Tuesday, July 6, 2010

This Masquerade

Personal Blogs - Blog Rankings
The rock music landscape is littered with the bones of lives cut short and massive potential unreached. One of the saddest is that of singer Karen Carpenter, who died at 32 in 1983 of a heart attack resulting from years of anorexia nervosa.


The plight of this lost superstar has become somewhat relevant again after all these years because of a new biography called Little Girl Blue by Randy L. Schmidt. I haven't read it yet but I wonder if there is any new ore to be mined from this particular patch of pop history: we know about the monstrous mother, the controlling brother, the brief marriage, and the pain and longing that are so evident throughout her substantial song book. The bio includes a foreward by Karen's close friend Dionne Warwick, so it seems somewhat authorized, though I'm sure her brother had no part in it.


Karen's story is particularly sad because she exhibited such tremendous raw talent right from the start, and could have had a long and luminous career. A tom-boyish drummer reluctant to be the focus of attention, she was thrust in front of her drum set and instantly revealed herself to be a natural song stylist, putting her unmistakable stamp on every song she touched, though she never had a single singing lesson. For nearly all of her career she was the victim of her brother Richard's peculiar artistry; he'd always been the golden musician in the family who got all the accolades and awards. Believing that the multiple-track overlay recording style he'd devised was the defining Carpenters sound, he rarely allowed her to showcase her full, bass vocals without piling on the orchestrations and echo chamber effects. Even some of her best work is marred by gerunds with dropped "g's," as though he couldn't decide if he was marketing a country star like Dolly Parton. By the end of their partnership she was reduced to providing the vocals for disco-themed numbers and inexcusable dreck like Calling Occupants of Interplanetary Craft. Two of her covers of ballads, however, are relatively untampered-with: Desperado and Don't Cry for Me Argentina, where the purity of her voice is used to its full advantage. 


When Karen finally escaped her brother's influence it was only because she was in New York fighting the condition for which she would soon become the poster child. She made one solo album that wasn't released until many years after her death, but the song choices are questionable and her talent really doesn't come through on most of the cuts.

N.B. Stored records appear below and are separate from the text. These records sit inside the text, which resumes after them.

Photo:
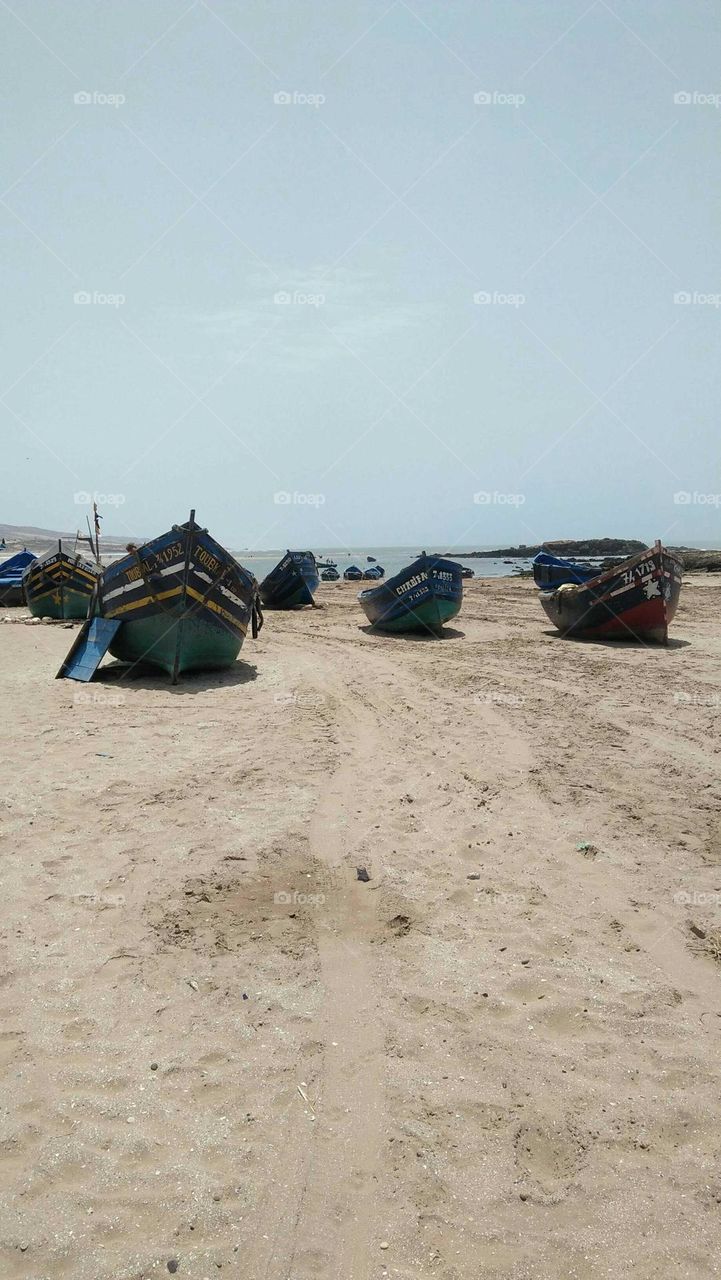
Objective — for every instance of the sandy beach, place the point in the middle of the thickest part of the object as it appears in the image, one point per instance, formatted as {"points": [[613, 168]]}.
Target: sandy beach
{"points": [[226, 1055]]}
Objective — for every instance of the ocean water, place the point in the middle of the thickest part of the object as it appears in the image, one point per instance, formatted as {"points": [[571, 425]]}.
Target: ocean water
{"points": [[393, 558]]}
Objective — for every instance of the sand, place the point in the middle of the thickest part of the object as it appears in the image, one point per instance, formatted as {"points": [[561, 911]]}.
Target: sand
{"points": [[498, 1057]]}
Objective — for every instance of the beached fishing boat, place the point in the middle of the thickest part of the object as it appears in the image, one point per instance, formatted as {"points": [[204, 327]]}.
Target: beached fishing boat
{"points": [[423, 597], [183, 602], [59, 585], [292, 583], [551, 571], [633, 600], [12, 577]]}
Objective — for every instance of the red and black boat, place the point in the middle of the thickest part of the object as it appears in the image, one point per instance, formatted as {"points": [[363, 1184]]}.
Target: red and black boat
{"points": [[633, 600]]}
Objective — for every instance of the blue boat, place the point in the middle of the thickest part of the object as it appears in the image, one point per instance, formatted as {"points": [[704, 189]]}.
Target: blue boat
{"points": [[292, 583], [183, 602], [12, 577], [551, 571], [423, 597]]}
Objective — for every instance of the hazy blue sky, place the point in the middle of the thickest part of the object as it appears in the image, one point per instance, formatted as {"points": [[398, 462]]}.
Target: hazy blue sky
{"points": [[380, 200]]}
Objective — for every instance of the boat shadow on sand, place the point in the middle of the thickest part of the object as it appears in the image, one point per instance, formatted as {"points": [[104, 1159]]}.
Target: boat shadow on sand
{"points": [[414, 636], [626, 643], [138, 676]]}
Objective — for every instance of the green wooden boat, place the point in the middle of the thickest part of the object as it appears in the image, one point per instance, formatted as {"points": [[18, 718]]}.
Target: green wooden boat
{"points": [[423, 597], [59, 585], [183, 602]]}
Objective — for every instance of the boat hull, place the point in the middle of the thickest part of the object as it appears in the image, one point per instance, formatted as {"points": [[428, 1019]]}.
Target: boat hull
{"points": [[177, 643], [423, 597], [552, 571], [183, 600], [59, 586], [292, 583], [635, 600]]}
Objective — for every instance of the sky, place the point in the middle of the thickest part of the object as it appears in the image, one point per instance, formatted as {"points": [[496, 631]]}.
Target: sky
{"points": [[363, 273]]}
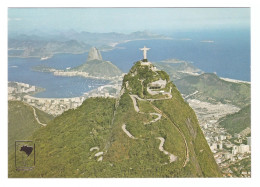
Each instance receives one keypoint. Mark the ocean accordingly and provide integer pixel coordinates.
(226, 53)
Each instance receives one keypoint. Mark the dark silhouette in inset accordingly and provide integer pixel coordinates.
(28, 150)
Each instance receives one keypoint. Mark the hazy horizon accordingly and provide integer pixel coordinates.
(126, 20)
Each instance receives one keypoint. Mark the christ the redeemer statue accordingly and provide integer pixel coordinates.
(145, 49)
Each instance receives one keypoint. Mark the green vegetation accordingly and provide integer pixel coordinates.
(213, 89)
(22, 123)
(235, 123)
(63, 147)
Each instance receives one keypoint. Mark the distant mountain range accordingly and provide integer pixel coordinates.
(46, 45)
(237, 122)
(212, 89)
(149, 131)
(97, 67)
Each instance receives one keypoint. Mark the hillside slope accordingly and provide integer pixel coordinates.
(22, 122)
(148, 132)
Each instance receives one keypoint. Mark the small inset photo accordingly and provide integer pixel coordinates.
(24, 155)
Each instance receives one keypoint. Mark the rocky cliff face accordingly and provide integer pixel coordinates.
(94, 54)
(136, 135)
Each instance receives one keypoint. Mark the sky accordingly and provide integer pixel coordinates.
(126, 20)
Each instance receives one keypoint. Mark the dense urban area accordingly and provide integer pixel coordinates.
(232, 153)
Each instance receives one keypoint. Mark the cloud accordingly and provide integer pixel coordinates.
(14, 19)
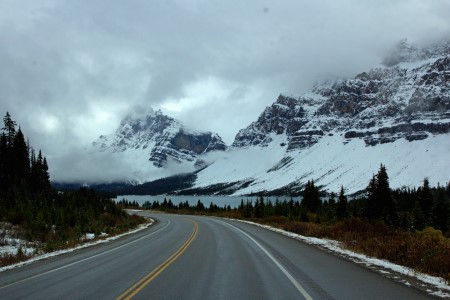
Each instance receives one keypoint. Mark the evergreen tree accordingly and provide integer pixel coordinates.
(311, 198)
(10, 129)
(426, 202)
(380, 203)
(441, 212)
(342, 210)
(20, 157)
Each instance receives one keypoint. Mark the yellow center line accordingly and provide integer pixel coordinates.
(138, 286)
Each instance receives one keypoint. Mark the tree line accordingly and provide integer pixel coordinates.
(411, 209)
(44, 214)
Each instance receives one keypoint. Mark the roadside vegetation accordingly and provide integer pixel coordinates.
(409, 227)
(41, 217)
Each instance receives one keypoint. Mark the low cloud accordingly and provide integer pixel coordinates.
(71, 70)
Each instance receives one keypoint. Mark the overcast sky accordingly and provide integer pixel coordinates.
(70, 70)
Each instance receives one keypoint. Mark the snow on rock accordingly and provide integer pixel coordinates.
(339, 133)
(155, 146)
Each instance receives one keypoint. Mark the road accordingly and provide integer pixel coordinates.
(194, 257)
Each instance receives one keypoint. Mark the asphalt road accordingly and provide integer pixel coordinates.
(190, 257)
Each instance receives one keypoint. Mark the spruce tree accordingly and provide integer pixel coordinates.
(342, 210)
(426, 202)
(311, 198)
(441, 212)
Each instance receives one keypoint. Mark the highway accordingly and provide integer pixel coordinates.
(195, 257)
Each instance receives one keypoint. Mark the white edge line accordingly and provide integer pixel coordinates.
(333, 246)
(87, 258)
(275, 261)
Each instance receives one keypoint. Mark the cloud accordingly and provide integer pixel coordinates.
(71, 70)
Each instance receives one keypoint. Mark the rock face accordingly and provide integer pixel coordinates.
(397, 114)
(409, 98)
(161, 138)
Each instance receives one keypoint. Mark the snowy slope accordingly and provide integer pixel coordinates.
(155, 146)
(331, 163)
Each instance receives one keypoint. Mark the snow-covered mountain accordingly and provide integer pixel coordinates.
(339, 133)
(156, 145)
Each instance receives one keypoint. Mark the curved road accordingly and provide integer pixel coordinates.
(192, 257)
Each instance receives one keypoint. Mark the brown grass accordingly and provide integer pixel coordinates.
(426, 251)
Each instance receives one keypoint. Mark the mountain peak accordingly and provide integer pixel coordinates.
(158, 138)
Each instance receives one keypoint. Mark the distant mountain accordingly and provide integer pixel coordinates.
(339, 133)
(154, 141)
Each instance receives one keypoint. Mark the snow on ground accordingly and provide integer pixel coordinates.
(441, 288)
(333, 162)
(82, 246)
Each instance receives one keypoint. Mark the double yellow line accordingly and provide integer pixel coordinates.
(136, 288)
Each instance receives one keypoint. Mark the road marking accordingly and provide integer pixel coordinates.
(275, 261)
(85, 259)
(138, 286)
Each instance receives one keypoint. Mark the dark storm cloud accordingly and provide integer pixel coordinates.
(70, 70)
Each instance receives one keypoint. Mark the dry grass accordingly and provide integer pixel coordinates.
(426, 251)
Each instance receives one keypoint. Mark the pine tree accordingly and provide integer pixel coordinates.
(380, 203)
(311, 198)
(10, 129)
(342, 211)
(441, 212)
(20, 157)
(426, 202)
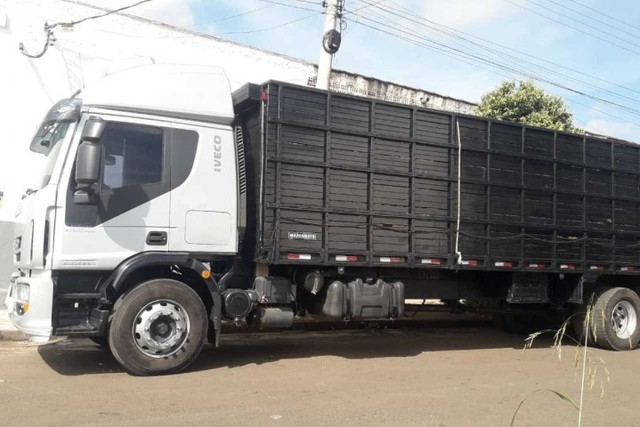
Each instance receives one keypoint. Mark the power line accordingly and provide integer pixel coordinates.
(456, 33)
(275, 27)
(72, 23)
(289, 5)
(502, 72)
(604, 14)
(494, 63)
(584, 23)
(226, 18)
(510, 58)
(543, 79)
(441, 46)
(50, 38)
(594, 19)
(572, 27)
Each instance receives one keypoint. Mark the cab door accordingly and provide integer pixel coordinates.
(130, 211)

She worked with many other industry veterans, but because of the duo's squeaky clean image, they tended to be linked with fossils like Andy Williams and Bing Crosby. There remains one stunning artifact, though: a duet between Karen and jazz legend Ella Fitzgerald from a 1980 television special. 

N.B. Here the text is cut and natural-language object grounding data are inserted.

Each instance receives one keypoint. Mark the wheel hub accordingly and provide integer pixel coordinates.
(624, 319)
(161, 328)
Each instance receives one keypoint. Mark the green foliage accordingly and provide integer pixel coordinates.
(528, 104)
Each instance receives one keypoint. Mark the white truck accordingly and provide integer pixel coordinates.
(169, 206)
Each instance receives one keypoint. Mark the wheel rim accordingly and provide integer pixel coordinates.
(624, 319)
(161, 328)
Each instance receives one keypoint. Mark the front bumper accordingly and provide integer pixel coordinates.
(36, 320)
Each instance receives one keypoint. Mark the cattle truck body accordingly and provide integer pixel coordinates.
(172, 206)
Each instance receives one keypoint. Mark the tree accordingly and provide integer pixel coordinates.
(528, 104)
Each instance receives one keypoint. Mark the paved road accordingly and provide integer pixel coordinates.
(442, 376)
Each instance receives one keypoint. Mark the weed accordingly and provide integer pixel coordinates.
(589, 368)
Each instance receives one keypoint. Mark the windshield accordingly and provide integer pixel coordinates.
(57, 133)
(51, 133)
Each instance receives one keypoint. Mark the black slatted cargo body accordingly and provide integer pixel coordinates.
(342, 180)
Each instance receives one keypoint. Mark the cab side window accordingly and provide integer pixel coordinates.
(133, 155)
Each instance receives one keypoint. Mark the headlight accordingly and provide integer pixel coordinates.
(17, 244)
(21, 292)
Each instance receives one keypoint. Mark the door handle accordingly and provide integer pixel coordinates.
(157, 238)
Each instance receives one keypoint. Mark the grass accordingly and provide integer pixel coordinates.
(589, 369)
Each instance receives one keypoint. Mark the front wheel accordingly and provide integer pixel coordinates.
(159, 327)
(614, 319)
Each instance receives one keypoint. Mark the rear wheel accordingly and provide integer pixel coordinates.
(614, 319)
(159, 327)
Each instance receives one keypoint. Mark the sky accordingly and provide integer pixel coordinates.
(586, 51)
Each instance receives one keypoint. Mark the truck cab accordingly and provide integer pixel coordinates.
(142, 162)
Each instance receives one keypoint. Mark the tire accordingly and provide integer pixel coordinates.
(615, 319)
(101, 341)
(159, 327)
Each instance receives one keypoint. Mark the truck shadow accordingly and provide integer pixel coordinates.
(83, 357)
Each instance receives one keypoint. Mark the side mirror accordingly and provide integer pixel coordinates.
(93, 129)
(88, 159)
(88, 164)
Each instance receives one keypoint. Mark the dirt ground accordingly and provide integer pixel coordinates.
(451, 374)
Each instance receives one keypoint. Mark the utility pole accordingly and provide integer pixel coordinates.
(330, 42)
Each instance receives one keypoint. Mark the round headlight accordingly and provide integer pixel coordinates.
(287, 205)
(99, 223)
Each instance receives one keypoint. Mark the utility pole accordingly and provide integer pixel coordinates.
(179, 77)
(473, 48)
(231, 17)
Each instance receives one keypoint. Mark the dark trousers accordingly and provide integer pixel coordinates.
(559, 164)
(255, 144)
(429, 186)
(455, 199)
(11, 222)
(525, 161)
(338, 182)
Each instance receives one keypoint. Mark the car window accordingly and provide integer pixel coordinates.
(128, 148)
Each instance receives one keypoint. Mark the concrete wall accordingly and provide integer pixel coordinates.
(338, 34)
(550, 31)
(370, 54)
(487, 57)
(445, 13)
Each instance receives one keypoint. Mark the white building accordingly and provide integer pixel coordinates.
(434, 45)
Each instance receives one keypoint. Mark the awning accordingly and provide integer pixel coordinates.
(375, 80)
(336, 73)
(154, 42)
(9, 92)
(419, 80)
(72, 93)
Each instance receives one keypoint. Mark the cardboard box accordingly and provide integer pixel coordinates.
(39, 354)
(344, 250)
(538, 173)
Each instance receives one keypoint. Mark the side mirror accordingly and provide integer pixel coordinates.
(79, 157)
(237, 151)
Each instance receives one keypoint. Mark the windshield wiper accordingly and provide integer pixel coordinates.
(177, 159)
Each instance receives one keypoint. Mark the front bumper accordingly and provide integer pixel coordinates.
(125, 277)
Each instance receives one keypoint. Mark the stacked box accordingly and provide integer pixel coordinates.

You can see how skeletally thin Karen is in this clip, yet her voice if anything is richer and more beautifully modulated; Ella was 63 and looks as though she's incapable of standing up (her legs would eventually be amputated), but she was still able to tap into that amazing voice, and would live until 1996 when her diabetes finally got the better of her. She'd had a bumpy life as well, an illegitimate child who'd been abused by her stepfather, found herself homeless and worked as a "lookout" in a whore house. Once she'd finally made a name for herself, Ella spent decades bouncing from one record label to another, a victim of her own incomparable talent, which no one seemed able to market appropriately. But seeing these two natural talents from such different musical eras blend their unique instruments together is a wonderful thing. It's too bad that they were both so poorly managed during their careers.